People passed us by, going to their own flights. Outside, the drab overcast contrasted the bright, tan color scheme inside. [A storm had caused Finn’s flight to be delayed.] He’s already there, so unless this matters to the story moving forward, you probably don’t need Weather can be such a bi-polar mistress.

The questions:
Is too much happening on this page?

I don’t think too much is happening, but I think too much is being hinted at and not explored, so it feels confusing rather than intriguing. I can tell they’re getting an exchange student (Finn), and that Bryon isn’t happy about that. He’s also not happy with his father, who travels a lot on business and is never there. They were discussing something important and possibly difficult before Finn got there. But the details of all of those things aren’t here so I don’t understand what’s going on. I feel lost rather than hooked.

I’d suggest putting more on the page. Get more in Bryon’s head so the reader sees why he’s upset and how he feels about these situations. Give more details of the prior conversation so the reader knows what the conflict is here. (maybe even start there) Try using his internalization to set the scene and ground readers in this world and his dilemma.

Is the narrator's voice interesting and consistent?
It’s consistent, but I don’t really know Bryon well enough yet to be interested in him. He’s grouchy, but I don’t know why so that puts me off rather than piques my curiosity. But if I knew why he felt this way, I’d probably have sympathy for his situation and be interested in his problems. And wonder how Finn is going to affect those problems. Again, more internalization from Bryon would help here.

Is Finn an intriguing character?
I can’t tell yet. He hasn’t done much, and there’s nothing from Bryon to help me make any assumptions about him. You might think about letting Bryon study Finn more, judge him on his own to help the reader see him better and judge him on their own. You might also consider adding some more details of Finn’s personality. He’s clumsy, timid, British, and doesn’t own much. I don’t know more than that, and none of those things tell me what kind of person he is.

Can you have him say or do anything that shows an aspect of his personality or who he is as a character? Maybe something telling falls out of his bag when he stumbles, or his reaction to falling and how he handles it? Does he bring them a gift? Have a wacky suitcase? Dress differently? Any detail at all that shows why he’s unique and interesting.

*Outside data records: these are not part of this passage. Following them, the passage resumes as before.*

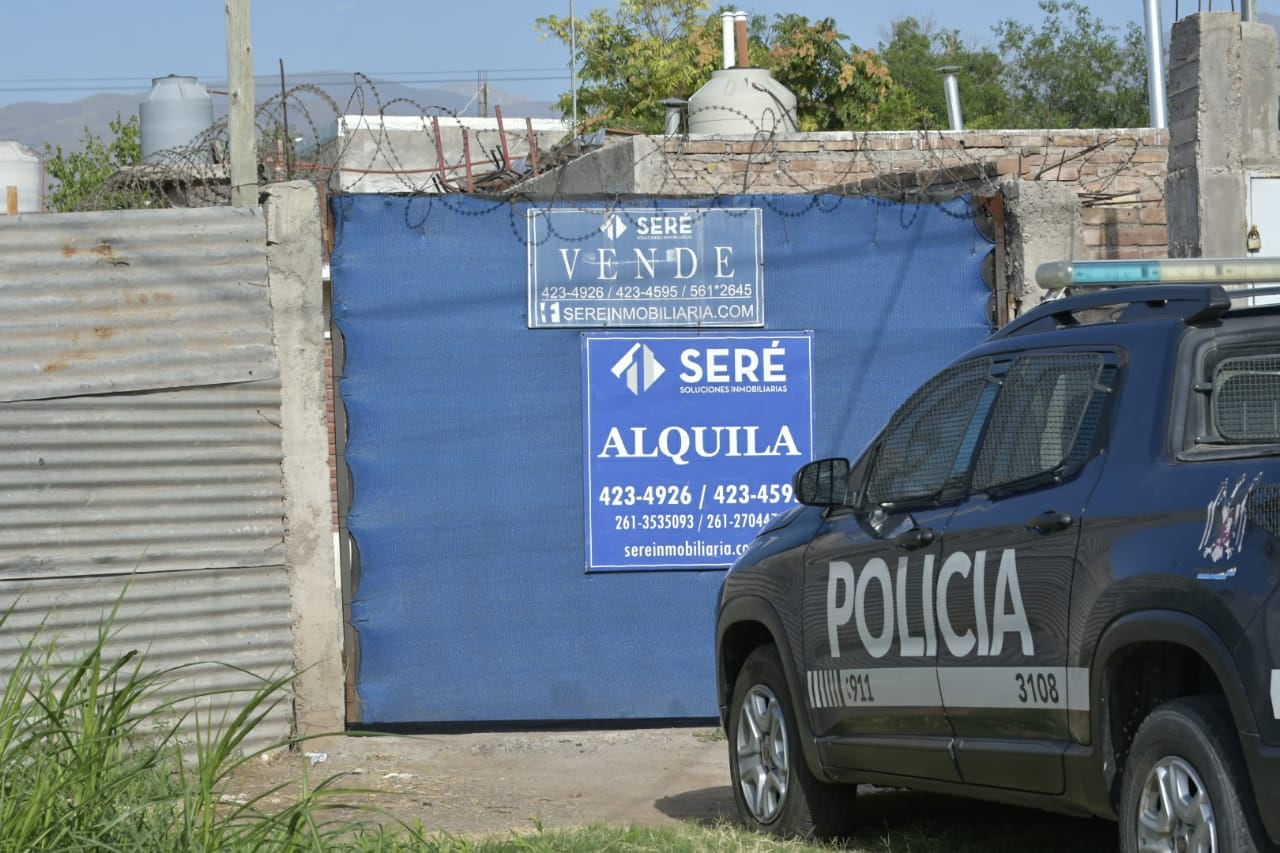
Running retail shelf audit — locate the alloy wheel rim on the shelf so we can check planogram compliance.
[735,684,791,824]
[1138,756,1217,853]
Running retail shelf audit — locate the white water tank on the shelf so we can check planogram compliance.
[0,142,45,215]
[689,67,796,136]
[138,74,214,163]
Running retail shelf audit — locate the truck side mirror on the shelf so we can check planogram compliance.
[791,457,849,506]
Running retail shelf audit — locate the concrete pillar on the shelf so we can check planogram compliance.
[264,181,346,736]
[1165,12,1280,257]
[1001,181,1084,308]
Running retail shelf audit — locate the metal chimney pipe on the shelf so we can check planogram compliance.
[938,65,964,131]
[733,12,751,68]
[1143,0,1169,129]
[658,97,689,136]
[721,10,736,68]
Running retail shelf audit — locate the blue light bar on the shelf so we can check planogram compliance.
[1036,257,1280,291]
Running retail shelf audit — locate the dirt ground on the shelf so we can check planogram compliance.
[224,726,733,836]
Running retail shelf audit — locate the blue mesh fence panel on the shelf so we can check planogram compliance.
[332,196,991,725]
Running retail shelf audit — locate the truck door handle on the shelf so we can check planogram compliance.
[893,528,933,551]
[1027,510,1074,533]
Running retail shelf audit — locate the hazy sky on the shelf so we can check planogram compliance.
[0,0,1280,106]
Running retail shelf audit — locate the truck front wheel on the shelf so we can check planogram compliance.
[728,646,858,839]
[1120,695,1268,853]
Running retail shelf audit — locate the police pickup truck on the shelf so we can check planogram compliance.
[716,253,1280,852]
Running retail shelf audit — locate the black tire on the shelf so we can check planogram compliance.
[1120,695,1270,853]
[728,646,858,839]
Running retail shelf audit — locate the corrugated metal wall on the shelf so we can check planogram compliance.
[0,207,292,743]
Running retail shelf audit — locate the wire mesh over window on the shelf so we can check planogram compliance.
[1212,356,1280,444]
[973,352,1102,492]
[867,359,991,505]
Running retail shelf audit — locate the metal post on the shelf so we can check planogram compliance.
[568,0,577,136]
[938,65,964,131]
[227,0,257,207]
[1143,0,1169,129]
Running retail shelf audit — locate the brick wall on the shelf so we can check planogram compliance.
[655,129,1169,259]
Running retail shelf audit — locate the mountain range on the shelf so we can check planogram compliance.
[0,72,559,155]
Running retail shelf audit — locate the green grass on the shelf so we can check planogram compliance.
[0,596,1116,853]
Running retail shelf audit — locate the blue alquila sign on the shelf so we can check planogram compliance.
[526,207,764,329]
[582,332,813,571]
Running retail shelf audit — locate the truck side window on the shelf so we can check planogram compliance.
[867,359,991,505]
[973,352,1103,492]
[1210,355,1280,444]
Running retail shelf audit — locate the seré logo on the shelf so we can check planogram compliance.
[611,343,667,397]
[600,214,627,240]
[1199,473,1262,562]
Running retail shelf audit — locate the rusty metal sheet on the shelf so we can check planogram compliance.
[0,379,287,578]
[0,565,293,749]
[0,207,276,402]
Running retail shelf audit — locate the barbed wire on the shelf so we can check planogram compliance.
[83,74,1165,253]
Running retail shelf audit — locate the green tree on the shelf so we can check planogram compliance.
[995,0,1148,128]
[45,114,155,211]
[538,0,719,133]
[538,0,918,133]
[759,14,916,131]
[881,18,1009,129]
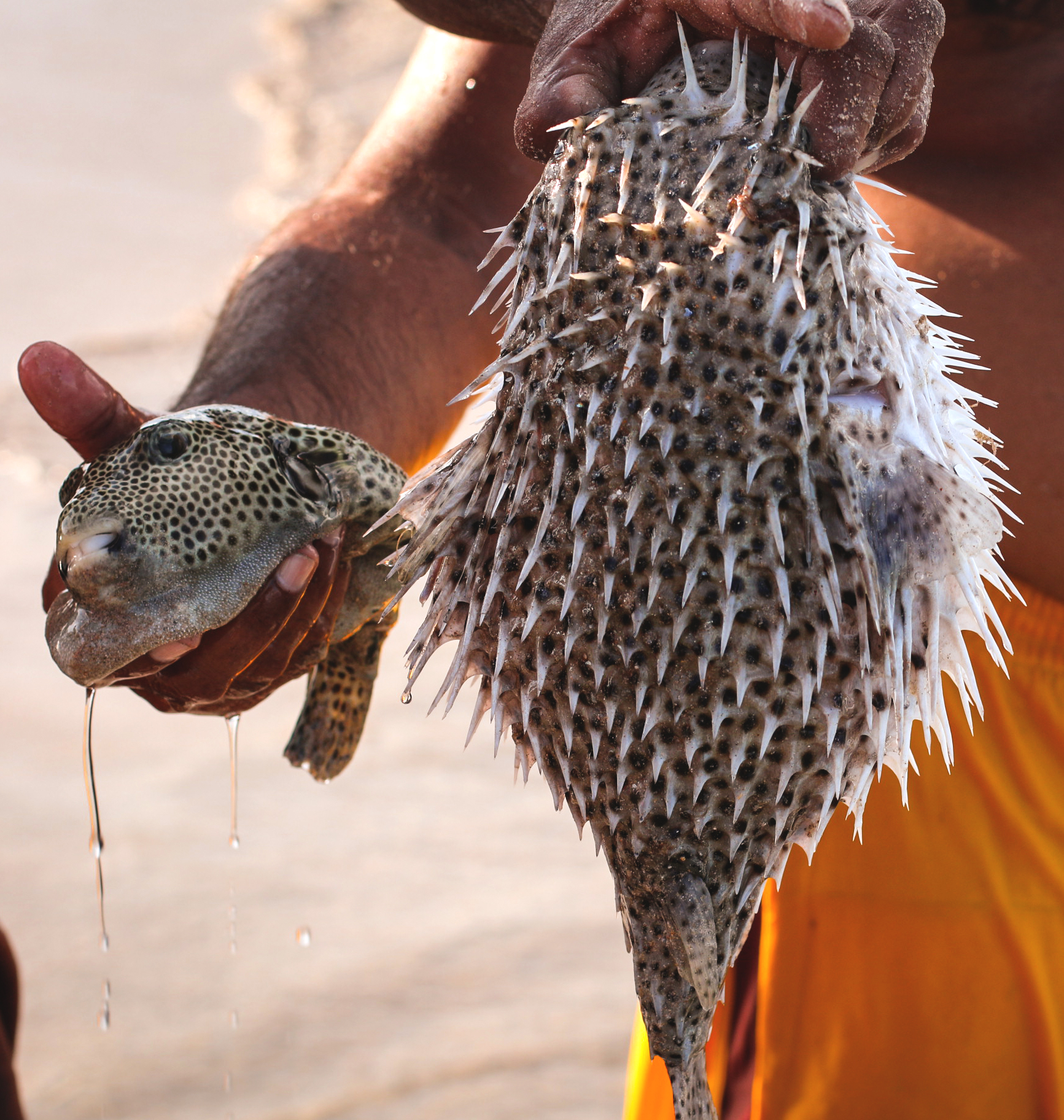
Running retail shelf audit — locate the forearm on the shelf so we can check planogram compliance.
[179,31,538,469]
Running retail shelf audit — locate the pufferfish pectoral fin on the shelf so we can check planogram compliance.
[284,610,398,782]
[848,446,1003,601]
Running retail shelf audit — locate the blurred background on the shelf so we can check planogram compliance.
[0,0,634,1120]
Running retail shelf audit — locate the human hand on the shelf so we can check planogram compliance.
[19,343,349,716]
[514,0,946,181]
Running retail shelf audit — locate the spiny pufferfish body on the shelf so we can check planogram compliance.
[397,35,1007,1120]
[46,405,405,780]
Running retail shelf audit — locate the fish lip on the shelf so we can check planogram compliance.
[55,521,124,581]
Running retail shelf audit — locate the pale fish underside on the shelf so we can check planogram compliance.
[387,30,1010,1120]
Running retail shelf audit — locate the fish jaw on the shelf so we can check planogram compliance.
[45,521,320,688]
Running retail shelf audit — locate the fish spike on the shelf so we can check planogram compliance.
[477,225,519,272]
[469,252,519,315]
[780,58,798,105]
[691,143,724,208]
[720,33,752,131]
[617,132,635,214]
[677,16,712,109]
[833,242,850,307]
[718,28,742,105]
[787,82,825,144]
[772,228,790,283]
[759,60,786,140]
[794,200,809,276]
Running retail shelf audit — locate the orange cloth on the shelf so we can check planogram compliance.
[625,588,1064,1120]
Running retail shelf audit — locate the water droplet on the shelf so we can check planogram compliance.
[96,980,111,1030]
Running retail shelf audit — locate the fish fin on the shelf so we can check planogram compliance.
[669,1047,718,1120]
[666,875,723,1011]
[284,610,398,782]
[847,446,1003,601]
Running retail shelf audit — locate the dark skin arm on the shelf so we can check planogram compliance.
[19,33,538,714]
[23,3,1046,710]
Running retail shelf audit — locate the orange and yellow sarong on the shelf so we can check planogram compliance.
[625,588,1064,1120]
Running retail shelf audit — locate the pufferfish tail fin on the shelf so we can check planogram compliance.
[284,610,398,782]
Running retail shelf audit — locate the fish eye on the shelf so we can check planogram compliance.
[151,431,188,459]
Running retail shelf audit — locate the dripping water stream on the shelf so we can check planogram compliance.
[82,688,111,953]
[224,715,239,1120]
[82,688,111,1030]
[225,716,239,849]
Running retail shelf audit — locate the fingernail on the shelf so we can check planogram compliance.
[276,549,318,595]
[148,634,203,665]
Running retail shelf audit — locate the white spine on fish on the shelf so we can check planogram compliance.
[382,26,1015,1118]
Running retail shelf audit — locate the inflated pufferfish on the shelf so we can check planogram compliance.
[45,404,406,780]
[387,30,1009,1120]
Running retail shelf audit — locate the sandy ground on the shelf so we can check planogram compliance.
[0,0,634,1120]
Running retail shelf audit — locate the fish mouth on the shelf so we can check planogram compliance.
[55,521,123,590]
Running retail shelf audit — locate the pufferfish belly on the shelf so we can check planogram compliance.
[387,30,1007,1118]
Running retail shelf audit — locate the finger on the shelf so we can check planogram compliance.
[204,561,351,716]
[514,0,677,160]
[18,343,150,459]
[856,73,934,174]
[675,0,853,50]
[227,535,343,696]
[776,16,895,181]
[867,0,946,150]
[107,634,203,685]
[284,561,351,680]
[137,545,318,711]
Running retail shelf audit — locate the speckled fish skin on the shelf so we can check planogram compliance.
[397,35,1008,1120]
[46,405,405,780]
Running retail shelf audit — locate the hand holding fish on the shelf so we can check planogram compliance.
[19,343,348,715]
[515,0,944,181]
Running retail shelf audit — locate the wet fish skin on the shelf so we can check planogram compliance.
[397,35,1010,1120]
[46,404,405,780]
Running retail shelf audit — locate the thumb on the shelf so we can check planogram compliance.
[18,343,150,459]
[514,0,677,160]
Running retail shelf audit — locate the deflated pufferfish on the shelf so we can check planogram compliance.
[387,30,1010,1120]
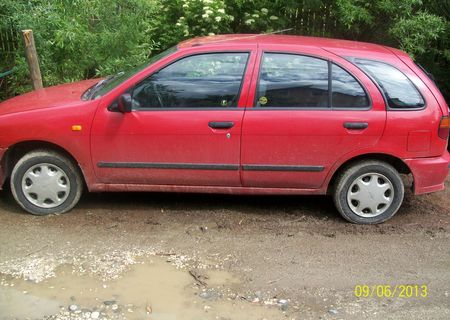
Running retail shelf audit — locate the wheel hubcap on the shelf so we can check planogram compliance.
[347,173,394,218]
[22,163,70,209]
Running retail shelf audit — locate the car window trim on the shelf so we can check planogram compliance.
[129,49,252,112]
[344,56,428,111]
[253,50,373,111]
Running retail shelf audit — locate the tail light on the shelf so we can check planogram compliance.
[438,116,450,140]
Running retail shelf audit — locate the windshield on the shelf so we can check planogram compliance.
[82,46,177,100]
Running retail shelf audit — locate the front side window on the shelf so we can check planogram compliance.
[132,53,249,109]
[354,59,425,109]
[256,53,329,108]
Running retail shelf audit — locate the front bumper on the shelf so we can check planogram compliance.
[0,148,6,190]
[405,151,450,194]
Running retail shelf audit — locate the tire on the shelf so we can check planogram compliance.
[333,160,404,224]
[11,150,83,216]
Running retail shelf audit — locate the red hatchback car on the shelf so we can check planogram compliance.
[0,35,450,224]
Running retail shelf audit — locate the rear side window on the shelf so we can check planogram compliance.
[256,53,370,109]
[257,53,329,108]
[331,64,370,108]
[354,59,425,109]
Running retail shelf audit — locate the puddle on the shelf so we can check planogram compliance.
[0,257,284,320]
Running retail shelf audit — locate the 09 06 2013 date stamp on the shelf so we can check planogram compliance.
[354,284,428,299]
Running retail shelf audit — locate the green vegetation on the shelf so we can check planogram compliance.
[0,0,450,99]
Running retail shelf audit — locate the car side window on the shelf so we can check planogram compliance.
[354,59,425,109]
[132,53,249,109]
[256,53,329,108]
[331,63,370,108]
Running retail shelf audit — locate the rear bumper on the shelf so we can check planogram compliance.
[0,148,6,190]
[405,151,450,194]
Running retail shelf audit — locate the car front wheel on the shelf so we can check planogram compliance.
[11,150,83,215]
[333,160,404,224]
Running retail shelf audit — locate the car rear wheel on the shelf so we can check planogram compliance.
[333,160,404,224]
[11,150,83,215]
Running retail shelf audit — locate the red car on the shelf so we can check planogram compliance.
[0,35,450,224]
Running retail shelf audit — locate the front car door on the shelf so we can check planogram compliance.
[241,45,386,191]
[91,46,256,186]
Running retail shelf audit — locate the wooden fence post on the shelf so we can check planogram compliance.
[22,30,44,90]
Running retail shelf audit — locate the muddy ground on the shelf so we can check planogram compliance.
[0,177,450,320]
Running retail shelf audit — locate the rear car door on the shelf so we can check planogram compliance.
[92,46,256,186]
[241,45,386,190]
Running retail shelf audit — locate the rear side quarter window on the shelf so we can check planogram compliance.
[351,59,425,110]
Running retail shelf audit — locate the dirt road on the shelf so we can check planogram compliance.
[0,177,450,320]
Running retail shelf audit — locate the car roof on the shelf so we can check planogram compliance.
[178,34,404,54]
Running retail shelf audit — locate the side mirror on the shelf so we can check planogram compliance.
[117,93,131,113]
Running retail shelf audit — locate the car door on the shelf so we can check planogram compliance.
[91,47,256,186]
[241,45,386,189]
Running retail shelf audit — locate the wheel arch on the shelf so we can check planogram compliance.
[327,153,412,194]
[0,140,86,186]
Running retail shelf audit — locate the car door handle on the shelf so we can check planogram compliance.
[208,121,234,129]
[344,122,369,130]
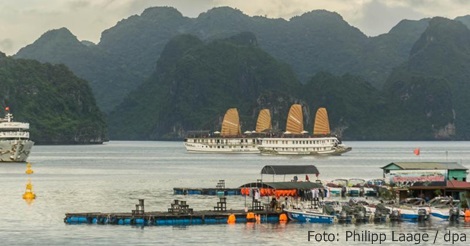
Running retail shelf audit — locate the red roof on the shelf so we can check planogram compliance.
[446,180,470,189]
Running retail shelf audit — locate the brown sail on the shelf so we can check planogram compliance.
[256,109,273,133]
[286,104,304,134]
[313,108,330,135]
[220,108,241,137]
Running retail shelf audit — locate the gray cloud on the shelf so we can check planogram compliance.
[0,0,470,54]
[351,0,426,36]
[0,38,13,54]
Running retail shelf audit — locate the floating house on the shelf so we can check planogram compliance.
[382,162,470,200]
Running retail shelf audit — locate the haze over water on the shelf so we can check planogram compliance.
[0,141,470,245]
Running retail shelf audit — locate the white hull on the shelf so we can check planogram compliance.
[258,137,351,155]
[184,138,260,153]
[0,139,34,162]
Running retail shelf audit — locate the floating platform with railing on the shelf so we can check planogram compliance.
[64,197,287,226]
[173,179,242,197]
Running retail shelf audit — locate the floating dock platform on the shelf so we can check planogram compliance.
[173,188,242,196]
[64,197,287,226]
[173,179,242,197]
[64,210,282,226]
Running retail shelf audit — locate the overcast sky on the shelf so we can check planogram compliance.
[0,0,470,55]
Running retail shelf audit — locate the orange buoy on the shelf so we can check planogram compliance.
[227,214,237,224]
[464,209,470,222]
[279,214,287,222]
[23,181,36,200]
[246,212,255,221]
[25,162,34,174]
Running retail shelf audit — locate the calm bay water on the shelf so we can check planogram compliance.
[0,141,470,245]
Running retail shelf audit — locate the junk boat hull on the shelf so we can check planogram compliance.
[284,209,335,224]
[0,107,34,162]
[258,137,351,155]
[0,140,34,162]
[184,138,259,153]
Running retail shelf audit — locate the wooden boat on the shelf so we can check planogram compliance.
[258,104,351,155]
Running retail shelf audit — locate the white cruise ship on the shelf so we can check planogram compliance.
[258,104,351,155]
[0,107,34,162]
[184,108,271,153]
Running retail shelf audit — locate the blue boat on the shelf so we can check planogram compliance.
[284,209,335,224]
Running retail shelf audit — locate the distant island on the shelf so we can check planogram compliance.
[4,7,470,142]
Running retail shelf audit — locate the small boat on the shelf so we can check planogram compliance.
[390,198,430,222]
[326,179,348,197]
[284,209,336,224]
[428,197,465,221]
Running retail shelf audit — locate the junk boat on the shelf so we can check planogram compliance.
[0,107,34,162]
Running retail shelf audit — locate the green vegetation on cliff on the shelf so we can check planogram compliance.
[0,57,107,144]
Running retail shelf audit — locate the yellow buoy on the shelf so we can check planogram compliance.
[25,162,34,174]
[246,212,256,222]
[227,214,237,224]
[279,214,287,222]
[23,181,36,200]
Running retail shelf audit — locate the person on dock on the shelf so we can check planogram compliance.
[269,197,277,211]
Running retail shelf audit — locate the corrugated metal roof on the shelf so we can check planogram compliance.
[382,162,468,170]
[409,180,470,190]
[261,165,320,175]
[240,182,323,190]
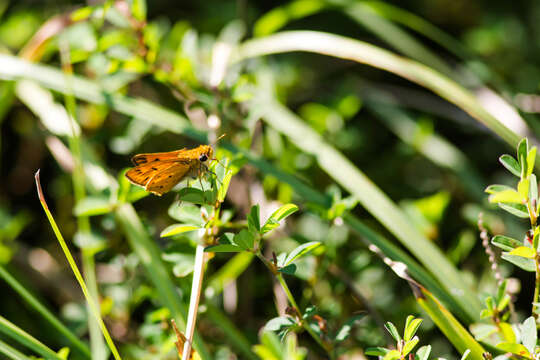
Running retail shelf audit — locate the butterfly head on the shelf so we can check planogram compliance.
[199,145,214,162]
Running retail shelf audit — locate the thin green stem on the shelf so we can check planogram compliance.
[0,315,61,360]
[532,254,540,319]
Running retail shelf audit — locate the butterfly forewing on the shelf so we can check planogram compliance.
[126,145,213,195]
[145,161,191,195]
[131,148,186,165]
[126,159,191,195]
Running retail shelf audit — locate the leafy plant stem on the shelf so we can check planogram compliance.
[35,170,122,360]
[255,249,334,359]
[532,253,540,319]
[182,244,206,360]
[276,273,334,359]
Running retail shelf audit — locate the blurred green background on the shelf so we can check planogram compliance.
[0,0,540,359]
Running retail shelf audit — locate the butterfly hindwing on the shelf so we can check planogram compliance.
[145,161,191,195]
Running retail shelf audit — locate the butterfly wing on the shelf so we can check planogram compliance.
[126,160,191,195]
[131,148,186,166]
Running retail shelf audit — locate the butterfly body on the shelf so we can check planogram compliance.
[126,145,214,196]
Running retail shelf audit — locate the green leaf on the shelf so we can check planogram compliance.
[491,235,523,251]
[496,342,531,358]
[496,278,511,303]
[204,233,246,252]
[278,264,296,275]
[384,321,401,341]
[248,204,261,234]
[364,347,390,356]
[489,189,523,204]
[403,315,422,341]
[501,253,535,272]
[159,224,200,237]
[284,241,321,266]
[528,174,538,203]
[261,204,298,234]
[178,187,216,205]
[516,179,529,202]
[499,321,516,343]
[264,316,296,331]
[383,350,401,360]
[497,203,529,219]
[334,315,362,344]
[521,316,538,354]
[471,323,499,341]
[73,196,114,216]
[497,294,512,312]
[233,229,255,250]
[402,336,420,355]
[484,184,514,194]
[204,244,245,252]
[499,154,521,177]
[517,138,529,179]
[414,345,431,360]
[526,146,536,176]
[508,246,536,259]
[168,202,205,227]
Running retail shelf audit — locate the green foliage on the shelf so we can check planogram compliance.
[0,0,540,360]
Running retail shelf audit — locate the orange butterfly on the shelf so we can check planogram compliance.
[126,145,214,196]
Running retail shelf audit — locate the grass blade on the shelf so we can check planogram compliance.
[35,170,121,360]
[234,31,521,147]
[0,266,90,359]
[116,203,211,359]
[0,55,476,320]
[255,96,481,319]
[205,303,258,360]
[0,315,62,360]
[0,340,32,360]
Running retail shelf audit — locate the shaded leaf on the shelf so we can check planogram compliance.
[499,154,521,177]
[285,241,321,266]
[491,235,523,251]
[159,224,200,237]
[501,253,535,272]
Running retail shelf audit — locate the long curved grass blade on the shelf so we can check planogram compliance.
[0,55,468,320]
[0,266,90,359]
[116,203,211,359]
[0,315,62,360]
[411,285,485,360]
[365,88,485,198]
[253,95,481,319]
[343,2,455,76]
[232,31,521,147]
[35,170,122,360]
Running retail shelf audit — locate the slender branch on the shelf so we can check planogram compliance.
[182,244,205,360]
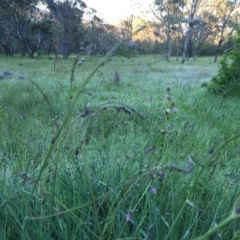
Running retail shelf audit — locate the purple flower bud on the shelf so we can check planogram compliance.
[114,71,120,83]
[3,71,12,76]
[172,108,178,114]
[156,171,164,180]
[150,186,157,195]
[208,147,214,154]
[128,41,136,48]
[126,211,132,222]
[185,156,193,174]
[153,30,160,37]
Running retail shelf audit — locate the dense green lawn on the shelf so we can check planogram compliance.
[0,56,240,240]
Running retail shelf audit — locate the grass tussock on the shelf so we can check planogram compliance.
[0,56,240,240]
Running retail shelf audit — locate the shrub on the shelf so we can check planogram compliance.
[202,29,240,94]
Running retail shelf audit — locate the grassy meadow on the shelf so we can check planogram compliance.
[0,56,240,240]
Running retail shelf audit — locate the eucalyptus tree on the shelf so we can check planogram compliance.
[181,0,202,63]
[212,0,240,62]
[153,0,184,61]
[0,0,49,57]
[45,0,87,59]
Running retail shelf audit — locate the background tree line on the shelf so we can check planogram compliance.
[0,0,239,63]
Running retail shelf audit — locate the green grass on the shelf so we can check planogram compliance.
[0,56,240,240]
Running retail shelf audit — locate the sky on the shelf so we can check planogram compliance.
[84,0,153,24]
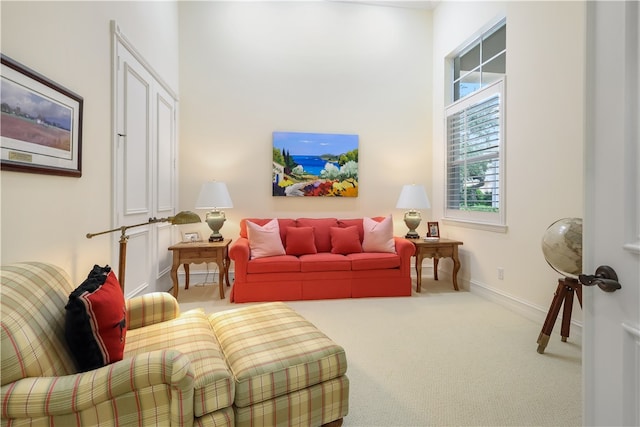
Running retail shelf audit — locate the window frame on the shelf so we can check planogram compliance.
[443,76,507,232]
[450,18,507,102]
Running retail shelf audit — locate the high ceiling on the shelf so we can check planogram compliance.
[331,0,441,9]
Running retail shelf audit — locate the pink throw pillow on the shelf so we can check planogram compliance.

I can see there’s a lot of conflict here and things brewing just below the surface, so try bringing all that out more.

Thanks to our brave volunteer for submitting this for me to play with. I hope they – and others – find it helpful. I don’t do a full critique on these, (just as it pertains to the questions) and I encourage you to comment and make suggestions of your own. Just remember that these pieces are works in progress, not polished drafts, so be nice and offer constructive feedback.